The Viking World: A History in Objects

Pin

This is a broken copper alloy pin with a kite-shaped head. It dates to about the 9th to 11th Century, discovered in January 2015 in North Yorkshire with a metal detector. Its head is flat with a diamond or lozenge shape with other diamond shaped knobs at the corners. It has a circular hole, 2.2 diameter, through the head. The head is also decorated with a carved line border and both faces are identical.This pin is considered to originate in Ireland, but is found in Yorkshire due to viking activity.[1]

Pins in the Viking Age were typically used for cloak fastening. Those classed as dress pins could also be used for securing hair or as stylus. Pins from Scandinavia were only used for strap dresses or to fasten cloaks. But once vikings started to enter England and English society, they began to wear pins as ornamental pieces, for fashion as well as utility.[2] Pins ranged from simple, made from bone, to elaborate gold decorations. Norse pins specifically, like all of their jewelry, were highly decorated.

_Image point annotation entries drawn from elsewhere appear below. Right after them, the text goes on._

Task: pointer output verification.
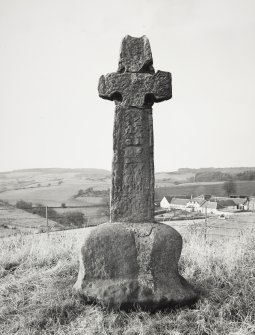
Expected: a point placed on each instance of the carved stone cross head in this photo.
(135, 84)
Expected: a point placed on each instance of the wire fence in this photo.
(49, 219)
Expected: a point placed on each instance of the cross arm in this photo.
(135, 89)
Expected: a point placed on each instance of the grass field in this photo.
(16, 221)
(37, 275)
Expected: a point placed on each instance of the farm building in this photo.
(217, 205)
(226, 203)
(194, 204)
(251, 205)
(165, 202)
(209, 207)
(241, 203)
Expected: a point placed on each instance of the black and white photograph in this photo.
(127, 170)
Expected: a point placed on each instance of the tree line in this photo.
(222, 176)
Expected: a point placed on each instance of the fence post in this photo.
(205, 222)
(47, 220)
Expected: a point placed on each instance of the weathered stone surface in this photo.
(124, 265)
(132, 199)
(134, 88)
(133, 261)
(135, 55)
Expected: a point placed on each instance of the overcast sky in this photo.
(52, 53)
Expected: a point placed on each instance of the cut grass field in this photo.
(37, 274)
(16, 221)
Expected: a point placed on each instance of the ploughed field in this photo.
(37, 275)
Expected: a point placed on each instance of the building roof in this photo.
(200, 201)
(239, 201)
(210, 205)
(179, 201)
(224, 201)
(168, 198)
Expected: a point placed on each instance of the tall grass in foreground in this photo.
(37, 274)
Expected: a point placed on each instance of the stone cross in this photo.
(134, 88)
(132, 260)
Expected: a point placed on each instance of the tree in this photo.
(229, 187)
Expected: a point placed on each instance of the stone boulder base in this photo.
(124, 265)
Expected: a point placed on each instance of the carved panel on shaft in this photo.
(134, 88)
(132, 192)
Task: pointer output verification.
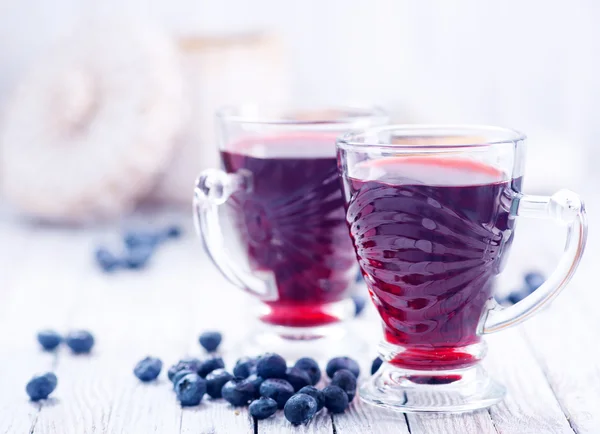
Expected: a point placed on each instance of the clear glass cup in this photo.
(278, 197)
(432, 212)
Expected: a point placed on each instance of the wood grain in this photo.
(549, 365)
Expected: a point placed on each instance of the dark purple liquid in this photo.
(430, 235)
(292, 224)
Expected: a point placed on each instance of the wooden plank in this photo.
(362, 418)
(131, 315)
(559, 336)
(30, 301)
(530, 405)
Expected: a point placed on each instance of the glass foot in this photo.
(320, 343)
(451, 391)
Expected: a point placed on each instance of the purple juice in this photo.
(430, 235)
(291, 223)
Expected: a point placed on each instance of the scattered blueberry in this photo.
(210, 340)
(173, 231)
(134, 239)
(148, 368)
(338, 363)
(256, 381)
(315, 393)
(238, 392)
(180, 374)
(80, 341)
(244, 367)
(309, 365)
(359, 277)
(300, 409)
(376, 365)
(209, 365)
(137, 257)
(516, 296)
(41, 386)
(534, 280)
(191, 364)
(271, 365)
(336, 400)
(215, 382)
(359, 304)
(49, 339)
(346, 381)
(190, 390)
(297, 378)
(278, 389)
(107, 261)
(263, 408)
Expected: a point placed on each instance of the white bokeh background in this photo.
(533, 65)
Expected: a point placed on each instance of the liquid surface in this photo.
(292, 224)
(430, 235)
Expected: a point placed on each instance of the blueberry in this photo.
(300, 409)
(271, 365)
(107, 261)
(336, 400)
(518, 295)
(534, 280)
(49, 339)
(41, 386)
(338, 363)
(80, 341)
(346, 381)
(210, 340)
(173, 231)
(189, 364)
(359, 304)
(278, 389)
(215, 382)
(180, 374)
(209, 365)
(244, 367)
(256, 381)
(133, 239)
(238, 392)
(359, 277)
(148, 368)
(263, 408)
(309, 365)
(297, 378)
(190, 390)
(138, 257)
(376, 365)
(315, 393)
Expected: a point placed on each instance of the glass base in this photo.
(450, 391)
(320, 343)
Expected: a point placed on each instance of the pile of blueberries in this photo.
(139, 248)
(531, 281)
(265, 383)
(79, 341)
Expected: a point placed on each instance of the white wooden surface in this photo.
(48, 279)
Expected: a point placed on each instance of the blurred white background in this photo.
(532, 65)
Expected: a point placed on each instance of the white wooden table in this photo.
(551, 364)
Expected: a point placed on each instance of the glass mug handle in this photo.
(563, 207)
(213, 188)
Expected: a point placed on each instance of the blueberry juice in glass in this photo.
(430, 236)
(292, 225)
(432, 211)
(273, 219)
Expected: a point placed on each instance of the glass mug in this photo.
(432, 213)
(280, 191)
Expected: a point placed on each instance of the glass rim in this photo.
(348, 115)
(492, 135)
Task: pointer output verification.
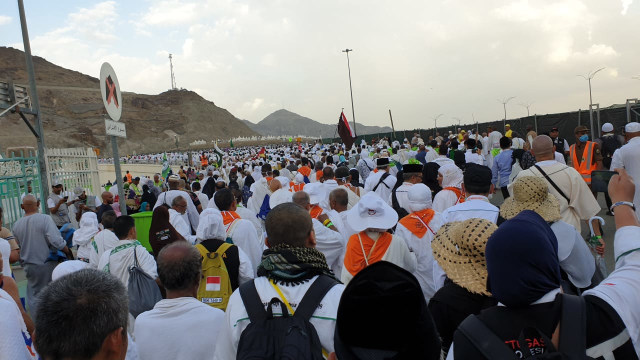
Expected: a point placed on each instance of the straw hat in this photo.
(531, 193)
(371, 212)
(459, 247)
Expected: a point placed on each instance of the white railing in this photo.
(75, 167)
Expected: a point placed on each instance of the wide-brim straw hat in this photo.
(459, 248)
(531, 193)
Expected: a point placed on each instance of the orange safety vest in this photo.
(363, 251)
(296, 187)
(585, 167)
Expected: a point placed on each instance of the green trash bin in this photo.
(143, 224)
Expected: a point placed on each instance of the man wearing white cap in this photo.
(381, 182)
(627, 157)
(191, 216)
(418, 229)
(373, 217)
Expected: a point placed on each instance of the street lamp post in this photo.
(435, 123)
(353, 113)
(504, 105)
(527, 106)
(588, 77)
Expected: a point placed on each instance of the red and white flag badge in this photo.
(213, 283)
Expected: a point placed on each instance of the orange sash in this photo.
(355, 259)
(305, 171)
(415, 222)
(229, 216)
(296, 187)
(315, 211)
(459, 194)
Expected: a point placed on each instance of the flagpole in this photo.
(353, 113)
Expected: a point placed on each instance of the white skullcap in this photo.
(419, 196)
(68, 267)
(211, 225)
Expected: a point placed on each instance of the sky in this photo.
(419, 59)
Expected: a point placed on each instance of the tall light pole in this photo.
(504, 105)
(588, 77)
(353, 112)
(435, 122)
(526, 105)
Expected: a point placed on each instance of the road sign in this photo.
(115, 128)
(110, 90)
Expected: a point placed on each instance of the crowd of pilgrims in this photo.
(397, 244)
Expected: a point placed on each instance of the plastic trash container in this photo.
(143, 224)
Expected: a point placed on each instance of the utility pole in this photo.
(435, 123)
(35, 103)
(588, 77)
(353, 112)
(173, 77)
(504, 104)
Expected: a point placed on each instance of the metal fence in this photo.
(618, 115)
(15, 175)
(75, 167)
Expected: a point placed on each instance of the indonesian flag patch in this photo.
(213, 283)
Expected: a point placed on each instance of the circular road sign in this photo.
(110, 90)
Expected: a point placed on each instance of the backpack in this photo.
(571, 346)
(286, 337)
(246, 194)
(215, 286)
(143, 291)
(609, 145)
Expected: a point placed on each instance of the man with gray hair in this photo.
(84, 316)
(162, 332)
(565, 183)
(39, 241)
(179, 208)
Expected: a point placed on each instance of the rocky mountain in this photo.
(284, 122)
(73, 114)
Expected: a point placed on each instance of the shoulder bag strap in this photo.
(381, 181)
(252, 302)
(314, 296)
(552, 183)
(573, 325)
(485, 340)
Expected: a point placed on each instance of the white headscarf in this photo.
(451, 176)
(88, 229)
(211, 225)
(419, 196)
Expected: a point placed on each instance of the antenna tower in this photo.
(173, 77)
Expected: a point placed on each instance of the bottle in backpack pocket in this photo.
(215, 285)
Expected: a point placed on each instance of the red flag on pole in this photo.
(345, 131)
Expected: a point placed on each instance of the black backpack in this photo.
(286, 337)
(573, 335)
(609, 145)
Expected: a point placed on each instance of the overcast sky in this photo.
(417, 58)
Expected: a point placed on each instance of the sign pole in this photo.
(116, 165)
(44, 182)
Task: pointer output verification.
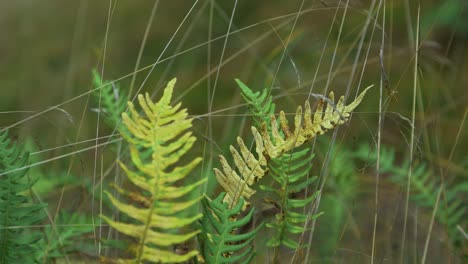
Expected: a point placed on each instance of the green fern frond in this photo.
(17, 214)
(251, 168)
(158, 226)
(290, 173)
(112, 100)
(424, 187)
(222, 242)
(260, 104)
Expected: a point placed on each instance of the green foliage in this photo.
(64, 238)
(337, 199)
(157, 208)
(260, 104)
(220, 237)
(425, 187)
(291, 174)
(111, 99)
(270, 145)
(17, 214)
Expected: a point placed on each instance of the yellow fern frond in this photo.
(251, 168)
(157, 141)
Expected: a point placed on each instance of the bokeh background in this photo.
(49, 48)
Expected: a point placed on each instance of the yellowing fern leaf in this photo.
(157, 141)
(251, 168)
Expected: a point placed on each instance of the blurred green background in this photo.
(48, 49)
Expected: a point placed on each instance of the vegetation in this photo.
(248, 158)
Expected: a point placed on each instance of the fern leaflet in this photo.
(290, 172)
(17, 240)
(251, 168)
(220, 226)
(161, 131)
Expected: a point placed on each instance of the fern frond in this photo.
(251, 168)
(260, 104)
(112, 100)
(424, 187)
(17, 214)
(220, 226)
(290, 173)
(163, 132)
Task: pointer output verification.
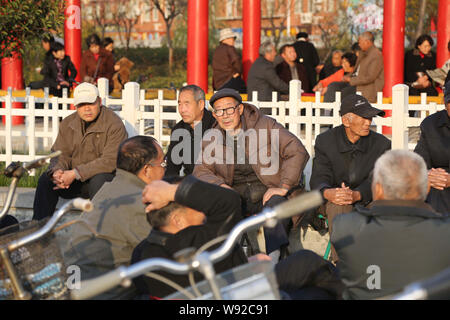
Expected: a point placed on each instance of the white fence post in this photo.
(130, 108)
(399, 116)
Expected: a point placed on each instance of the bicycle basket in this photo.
(39, 265)
(252, 281)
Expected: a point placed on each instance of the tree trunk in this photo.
(419, 29)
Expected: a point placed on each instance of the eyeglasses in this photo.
(229, 111)
(162, 164)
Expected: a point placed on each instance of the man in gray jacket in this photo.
(104, 239)
(400, 239)
(262, 76)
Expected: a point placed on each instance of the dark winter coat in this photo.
(337, 160)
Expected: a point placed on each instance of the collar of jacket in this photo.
(207, 121)
(250, 116)
(398, 208)
(444, 119)
(98, 126)
(129, 177)
(158, 237)
(344, 145)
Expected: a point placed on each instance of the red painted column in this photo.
(197, 51)
(72, 33)
(443, 35)
(12, 76)
(251, 38)
(393, 47)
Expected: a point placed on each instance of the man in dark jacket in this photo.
(88, 139)
(345, 156)
(434, 147)
(262, 76)
(308, 56)
(399, 240)
(59, 72)
(254, 155)
(227, 64)
(186, 136)
(191, 214)
(104, 238)
(290, 69)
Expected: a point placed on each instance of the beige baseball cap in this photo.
(85, 93)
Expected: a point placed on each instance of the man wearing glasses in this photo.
(253, 154)
(105, 237)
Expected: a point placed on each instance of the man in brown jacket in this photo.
(253, 154)
(226, 63)
(369, 76)
(88, 139)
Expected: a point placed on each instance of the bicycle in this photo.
(227, 285)
(31, 264)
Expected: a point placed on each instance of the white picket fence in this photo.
(150, 117)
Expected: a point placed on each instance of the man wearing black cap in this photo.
(434, 147)
(308, 56)
(253, 154)
(345, 156)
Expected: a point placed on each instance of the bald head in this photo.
(400, 175)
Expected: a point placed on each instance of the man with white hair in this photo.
(227, 64)
(262, 76)
(400, 239)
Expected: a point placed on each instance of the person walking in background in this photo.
(96, 62)
(59, 72)
(369, 75)
(290, 69)
(331, 67)
(417, 62)
(227, 64)
(262, 76)
(308, 56)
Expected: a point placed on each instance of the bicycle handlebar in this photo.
(433, 287)
(77, 203)
(108, 281)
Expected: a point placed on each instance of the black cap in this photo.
(447, 92)
(227, 92)
(360, 106)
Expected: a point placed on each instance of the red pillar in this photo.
(251, 39)
(197, 51)
(443, 35)
(72, 33)
(393, 47)
(12, 76)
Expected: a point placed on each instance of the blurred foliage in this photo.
(24, 21)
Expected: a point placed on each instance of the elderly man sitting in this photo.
(400, 239)
(345, 156)
(252, 154)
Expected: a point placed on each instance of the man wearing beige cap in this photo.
(227, 64)
(89, 139)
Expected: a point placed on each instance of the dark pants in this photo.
(46, 198)
(277, 236)
(305, 275)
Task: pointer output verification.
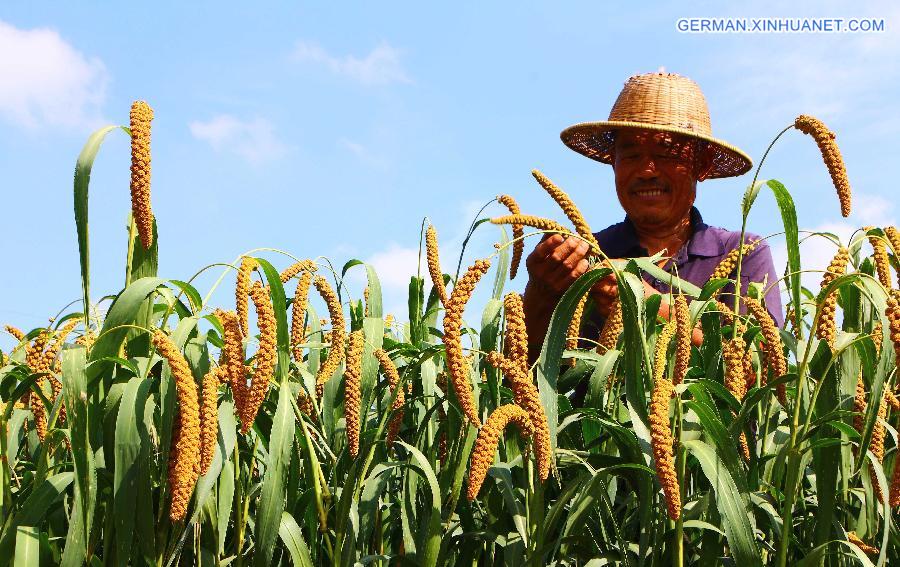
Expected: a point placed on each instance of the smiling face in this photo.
(656, 176)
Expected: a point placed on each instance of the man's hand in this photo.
(556, 262)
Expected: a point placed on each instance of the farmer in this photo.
(659, 142)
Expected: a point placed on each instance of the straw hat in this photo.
(659, 101)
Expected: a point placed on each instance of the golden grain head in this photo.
(880, 258)
(728, 264)
(486, 443)
(298, 312)
(337, 335)
(241, 291)
(539, 223)
(612, 329)
(826, 329)
(518, 234)
(209, 417)
(184, 466)
(459, 369)
(266, 355)
(568, 206)
(434, 263)
(661, 442)
(683, 331)
(352, 375)
(140, 118)
(831, 155)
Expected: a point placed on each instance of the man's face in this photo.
(656, 176)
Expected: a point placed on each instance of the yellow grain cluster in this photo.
(683, 331)
(892, 312)
(266, 354)
(866, 548)
(434, 263)
(352, 374)
(568, 206)
(612, 329)
(661, 351)
(574, 330)
(662, 441)
(141, 116)
(337, 335)
(298, 312)
(877, 337)
(518, 234)
(880, 258)
(533, 221)
(893, 237)
(296, 268)
(514, 366)
(773, 349)
(728, 264)
(34, 359)
(232, 357)
(831, 155)
(184, 461)
(390, 371)
(209, 416)
(241, 290)
(826, 329)
(459, 369)
(488, 437)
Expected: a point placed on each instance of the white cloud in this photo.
(254, 140)
(363, 154)
(380, 67)
(45, 82)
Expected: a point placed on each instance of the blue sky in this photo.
(334, 129)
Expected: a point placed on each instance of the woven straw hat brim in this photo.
(596, 141)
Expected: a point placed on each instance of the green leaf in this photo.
(554, 343)
(27, 547)
(272, 494)
(738, 530)
(292, 537)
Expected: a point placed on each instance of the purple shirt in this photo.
(697, 259)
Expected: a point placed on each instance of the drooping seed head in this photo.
(826, 329)
(488, 438)
(518, 233)
(568, 206)
(661, 441)
(184, 466)
(729, 263)
(831, 155)
(298, 312)
(241, 290)
(140, 117)
(459, 369)
(434, 263)
(683, 331)
(338, 334)
(352, 374)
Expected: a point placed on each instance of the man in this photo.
(659, 142)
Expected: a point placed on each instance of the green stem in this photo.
(132, 230)
(680, 471)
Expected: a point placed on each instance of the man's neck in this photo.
(671, 238)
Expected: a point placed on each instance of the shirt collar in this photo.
(623, 242)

Because it’s been determined that this pin most likely originated from Ireland, the owner was an experienced raider. What probably happened was that the husband of this pin’s owner had gone a-viking in Ireland before coming to England. There was some sort of trading action, by force or otherwise, that led this pin to North Yorkshire. This flat-head pin like these have heads that have been determined to be small enough to pass through cloth and were unlikely to have been used to fasten hair.